Just a few days after winning three prestigious Golden Mask Awards, (equivalent of our Laurence Olivier Awards), the Bolshoi Ballet was up in St Petersburg to show off its winning production led by the two stars who had taken the top prizes for their performances in The Taming of the Shrew. Choreographed by Frenchman Jean-Christophe Maillot especially for the Russian company, the ballet premièred in the Bolshoi Theatre last summer. At the invitation of the Dance Open festival, the company came north to St Petersburg to perform it for the first time outside of Moscow, with principal dancers, Ekaterina Krysanova and Vladislav Lantratov as Katarina and Petruchio, who demonstrated exactly why they had won the coveted awards. Individually superb in technique and characterisation, they set the level high for the other dancers, showing the Bolshoi Ballet off in a new light. The production is great fun and fast paced, and it was obvious that everyone enjoyed dancing in it.
Maillot’s choreography is slick, subtle and witty – and often simple, and filled with surprises. The innovative set, by Ernest Pignon-Ernest, is starkly white, with an elegant central staircase that separates for varied uses, establishing a backdrop that enhances the feverish activities going on in front of it. The lighting by Dominique Drillot is outstanding, bringing the sunshine of Padua to the stage and, in one of the ‘taming’ scenes, creating mysterious 3-D mosaics on the staircase. The costumes by Augustin Maillot are all white and black, with the exception of Bianca’s electric blue skirt and Kate’s initial shot silk green dress.
Using an eclectic score of 25 works by Shostakovich, the ballet moves swiftly from Kate’s frenzied ‘shrew’ scenes, where she spits out venom at the men suitors in seemingly uncontrolled and vicious actions, and in the complex and challenging duets with Petruchio, where she slides under, over and around him at speed; to the peaceful and lyrical pas de deux (to The Gadfly) between Bianca and Lucentio. The ballet finishes with an extraordinary rendition of ‘Tea for Two’ from his Jazz Suite, where surprisingly, instead of dancing a snazzy turkey trot, the cast take it in turns to mime different ways of drinking tea! (Sadly on first night, the recording jumped a couple of times leaving the quick-witted dancers to adapt their dancing to the next scene.)
The first surprise moment comes before the curtain is even raised.
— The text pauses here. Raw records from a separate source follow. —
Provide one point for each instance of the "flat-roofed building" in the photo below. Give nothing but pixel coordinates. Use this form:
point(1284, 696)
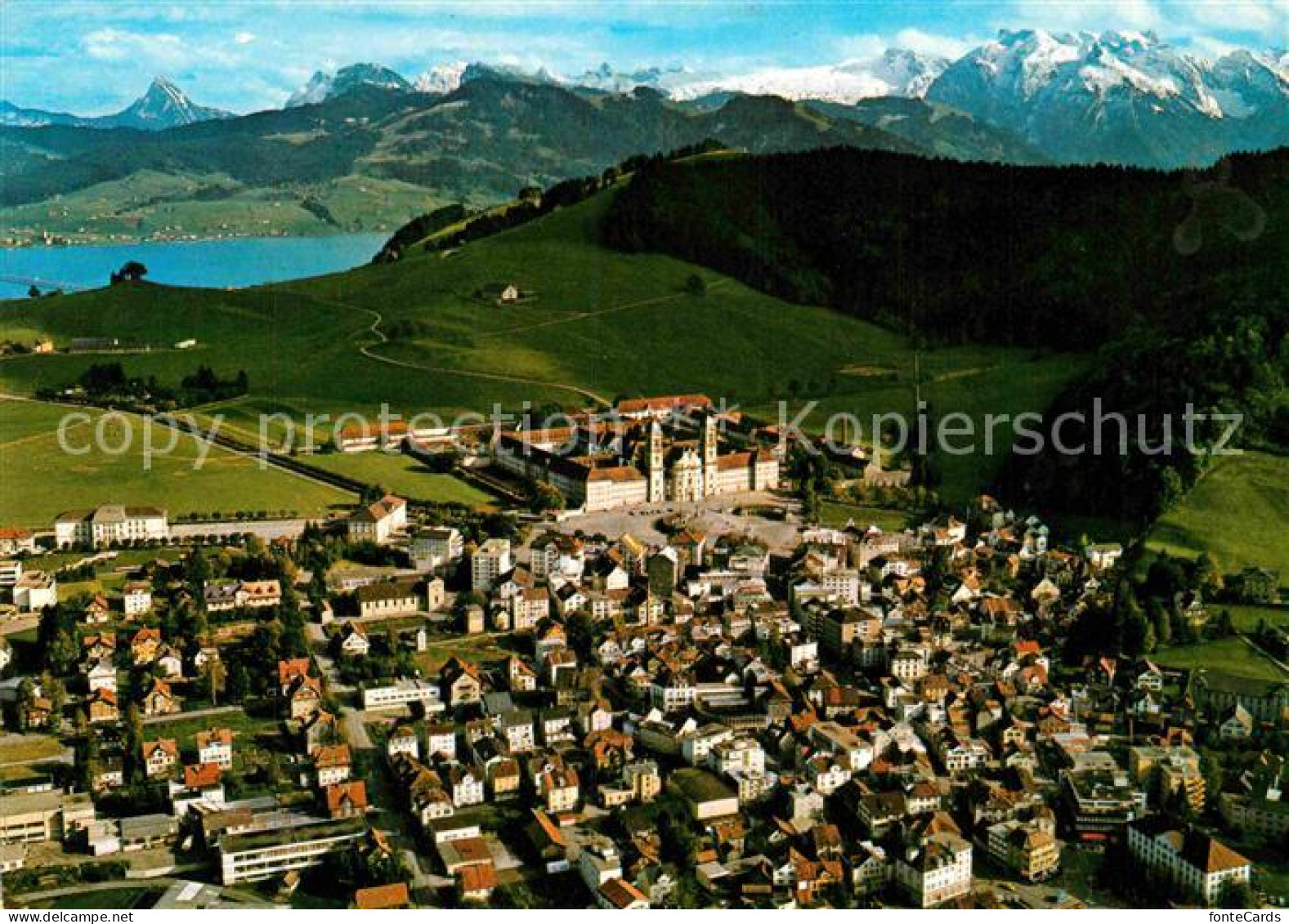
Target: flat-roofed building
point(263, 855)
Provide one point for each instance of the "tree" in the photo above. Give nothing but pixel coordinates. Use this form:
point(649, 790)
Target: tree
point(132, 271)
point(1238, 896)
point(1136, 632)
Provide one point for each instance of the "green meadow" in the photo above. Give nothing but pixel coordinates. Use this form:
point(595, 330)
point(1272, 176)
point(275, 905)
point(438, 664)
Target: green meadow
point(39, 480)
point(600, 324)
point(1235, 513)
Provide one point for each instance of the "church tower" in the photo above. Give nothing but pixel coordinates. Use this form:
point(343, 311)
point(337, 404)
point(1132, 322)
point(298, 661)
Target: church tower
point(654, 464)
point(708, 454)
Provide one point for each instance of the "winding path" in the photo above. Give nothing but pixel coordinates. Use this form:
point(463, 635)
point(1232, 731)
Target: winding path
point(378, 319)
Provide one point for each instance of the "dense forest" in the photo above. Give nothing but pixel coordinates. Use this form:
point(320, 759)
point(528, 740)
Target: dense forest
point(1176, 281)
point(1052, 257)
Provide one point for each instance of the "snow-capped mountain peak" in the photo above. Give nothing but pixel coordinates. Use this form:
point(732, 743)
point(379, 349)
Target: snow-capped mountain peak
point(897, 73)
point(442, 78)
point(324, 85)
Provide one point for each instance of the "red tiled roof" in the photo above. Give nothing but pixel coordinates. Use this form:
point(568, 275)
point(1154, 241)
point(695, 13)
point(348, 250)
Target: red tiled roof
point(377, 897)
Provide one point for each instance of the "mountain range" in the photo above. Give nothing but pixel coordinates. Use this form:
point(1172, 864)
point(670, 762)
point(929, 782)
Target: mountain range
point(1074, 97)
point(366, 147)
point(163, 106)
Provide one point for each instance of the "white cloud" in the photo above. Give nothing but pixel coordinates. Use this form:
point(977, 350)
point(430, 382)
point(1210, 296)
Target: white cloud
point(1244, 16)
point(864, 47)
point(1123, 15)
point(931, 42)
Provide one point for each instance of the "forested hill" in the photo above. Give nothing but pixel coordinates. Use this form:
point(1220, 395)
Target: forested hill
point(1061, 257)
A beautiful young lady, in tight black Capri pants, an off-the-shoulder feathery top, and very high heels, walks on and surveys the audience (very Pina Bausch). Satisfied, she sits on the floor and swaps her high heels for pink pointe shoes, luxuriating in stretching high her long luscious legs as she fits them. When she’s finished, she looks out at the audience again while the stage manager’s "no photography, or recordings and, mobiles must be switched off,” announcements are made. Then she rises and, after flashing her eyes at the audience, ‘lifts’ the curtain on a bright, bleached white stage. Anna Tikhomirova’s role is 'The Housekeeper', though she becomes more of a circus ring master, directing much of the action throughout the ballet, while dancing with great joy, elegance and lightness – yet showing she can also pitch a punch like the others when someone gets in her way!